Nicotinamide adenine dinucleotide (NAD+) fuels enzymes called sirtuins. Sirtuins are a family of seven enzymes associated with increasing the lifespan of mice. Sirtuin 6 is linked to reducing inflammation and stabilizing telomeres — sequences of DNA that promote cell survival, with implications for protecting against heart disease. As sirtuins and CD38 compete for NAD+, inhibiting CD38 could increase the NAD+ supply for sirtuins, like sirtuin 6.
Zhou and colleagues analyzed the heart tissue of D-gal mice and found a reduction in both NAD+ and sirtuin 6 protein levels. However, treatment with C3G increased both NAD+ and sirtuin 6 to levels similar to normal, young mice. These findings show that CD38 not only consumes NAD+ but also may inhibit sirtuin levels. Given that reductions in both NAD+ and sirtuins are associated with an increased risk of age-related disease, increasing NAD+ and sirtuin 6 may underly the benefits of C3G.
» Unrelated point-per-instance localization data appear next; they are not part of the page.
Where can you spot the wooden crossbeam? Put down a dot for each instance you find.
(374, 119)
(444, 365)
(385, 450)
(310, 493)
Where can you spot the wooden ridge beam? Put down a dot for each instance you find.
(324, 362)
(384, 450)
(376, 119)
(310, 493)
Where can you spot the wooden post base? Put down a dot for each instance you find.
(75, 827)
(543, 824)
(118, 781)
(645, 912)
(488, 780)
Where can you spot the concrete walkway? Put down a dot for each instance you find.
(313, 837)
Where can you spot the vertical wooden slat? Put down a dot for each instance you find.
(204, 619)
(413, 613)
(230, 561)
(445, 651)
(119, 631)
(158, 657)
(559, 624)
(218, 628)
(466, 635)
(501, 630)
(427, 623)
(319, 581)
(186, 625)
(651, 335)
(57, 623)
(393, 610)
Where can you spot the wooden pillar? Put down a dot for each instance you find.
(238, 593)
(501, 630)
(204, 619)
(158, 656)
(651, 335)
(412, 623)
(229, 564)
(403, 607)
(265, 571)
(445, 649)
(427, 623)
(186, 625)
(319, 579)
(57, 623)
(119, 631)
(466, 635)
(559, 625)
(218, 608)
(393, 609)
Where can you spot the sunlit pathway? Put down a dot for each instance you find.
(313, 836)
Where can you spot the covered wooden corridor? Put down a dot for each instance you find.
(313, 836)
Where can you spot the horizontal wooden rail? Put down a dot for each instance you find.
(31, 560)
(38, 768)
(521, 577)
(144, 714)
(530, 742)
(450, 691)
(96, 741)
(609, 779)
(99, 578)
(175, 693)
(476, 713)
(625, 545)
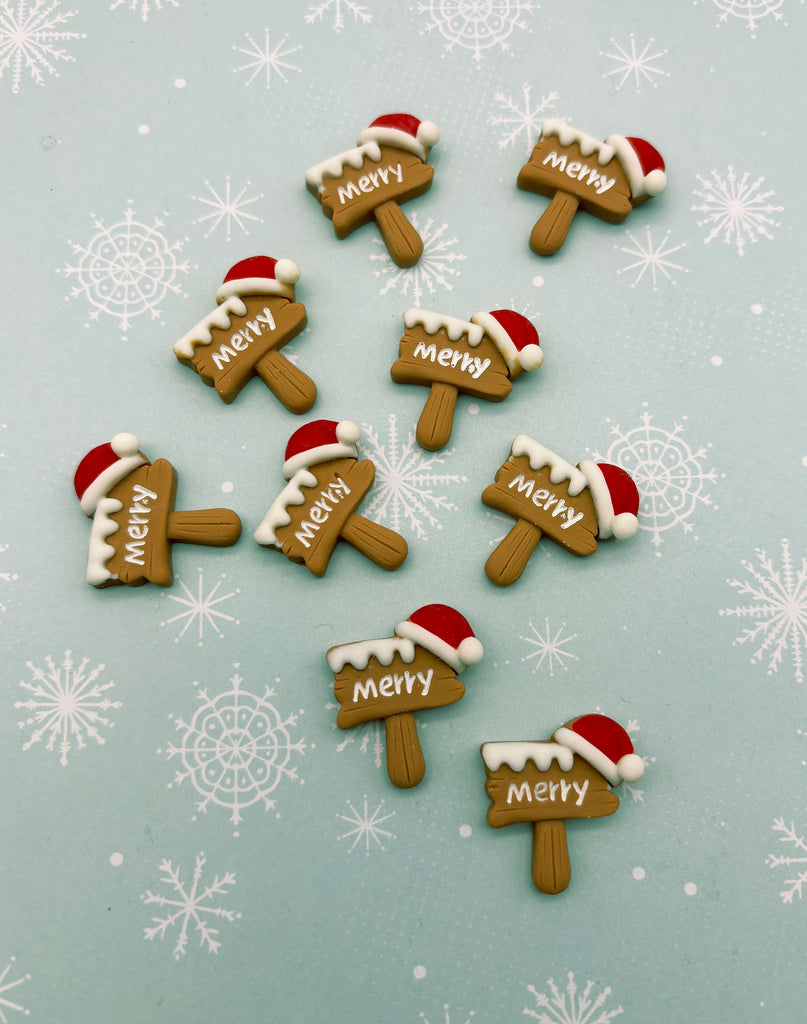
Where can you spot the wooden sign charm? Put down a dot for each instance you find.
(131, 503)
(317, 506)
(577, 171)
(479, 357)
(395, 677)
(243, 338)
(367, 183)
(546, 783)
(576, 506)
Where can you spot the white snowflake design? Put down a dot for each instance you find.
(144, 7)
(365, 827)
(406, 481)
(548, 650)
(236, 750)
(316, 12)
(776, 598)
(266, 60)
(668, 473)
(6, 986)
(434, 269)
(201, 609)
(650, 262)
(31, 34)
(735, 209)
(477, 27)
(195, 907)
(570, 1006)
(67, 706)
(521, 118)
(227, 207)
(126, 269)
(794, 887)
(636, 65)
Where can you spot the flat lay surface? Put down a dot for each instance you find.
(188, 834)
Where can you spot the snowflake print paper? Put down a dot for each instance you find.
(365, 827)
(338, 8)
(126, 269)
(407, 481)
(735, 210)
(521, 119)
(650, 262)
(236, 750)
(32, 34)
(434, 269)
(68, 706)
(476, 27)
(635, 65)
(189, 908)
(776, 601)
(668, 472)
(226, 208)
(794, 887)
(266, 61)
(202, 610)
(9, 983)
(570, 1006)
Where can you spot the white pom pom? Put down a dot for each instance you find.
(630, 767)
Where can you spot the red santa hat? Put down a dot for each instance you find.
(104, 466)
(404, 131)
(446, 633)
(319, 441)
(260, 275)
(604, 744)
(616, 499)
(642, 163)
(515, 338)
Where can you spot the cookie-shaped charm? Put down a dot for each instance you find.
(316, 508)
(131, 503)
(577, 171)
(387, 167)
(393, 678)
(546, 782)
(243, 337)
(479, 357)
(576, 506)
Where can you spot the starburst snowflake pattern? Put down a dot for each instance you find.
(735, 209)
(547, 649)
(407, 481)
(236, 750)
(635, 65)
(201, 609)
(68, 706)
(266, 60)
(436, 267)
(126, 269)
(668, 472)
(796, 860)
(32, 34)
(143, 7)
(190, 907)
(650, 262)
(570, 1005)
(226, 208)
(338, 8)
(477, 27)
(520, 119)
(775, 598)
(365, 827)
(9, 983)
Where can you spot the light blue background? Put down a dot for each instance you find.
(686, 361)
C3G Reduces Senescence in Cell Model for Aging
The accumulation of senescent cells has recently emerged as a driver of aging. Normal cells enter a senescent state in response to stress, like telomere shortening and excessive reactive oxygen species (ROS). However, increasing telomerase — an enzyme that lengthens telomeres — and reducing ROS may prevent senescence.
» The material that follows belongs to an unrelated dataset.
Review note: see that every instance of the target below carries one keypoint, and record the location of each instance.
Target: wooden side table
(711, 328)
To model aging in cells, Abe and colleagues exposed rat heart cells (H9c2 cells) to D-gal. The D-gal cells had reduced telomerase gene activation and increased ROS. D-gal cell cultures (cells grown in a dish) also had increased levels of a marker for senescence called SA-β-gal. By treating D-gal cell cultures with CSG, the researchers increased telomerase gene activity and reduced ROS and SA-β-gal. These findings suggest that CSG can reduce senescence.
C3G for Alleviating Age-Related Diseases and Increasing Lifespan
C3G is known for its antioxidant and anti-inflammatory properties, much like other flavonoids. It was recently found that C3G increases the lifespan of worms, likely due to these properties. Additionally, animal and cell model studies suggest that C3G could be used to treat neurodegeneration by reducing brain inflammation. The findings of Zhou and colleagues, showing that CSG inhibits CD38 and raises NAD+ and sirtuin 6 levels, make CSG an even more promising longevity-associated molecule. More studies exploring the effects of CSG on boosting NAD+ and sirtuin 6 levels may provide valuable evidence supporting the effects of C3G, which can be found in supplement form, along with other anthocyanin-related extracts.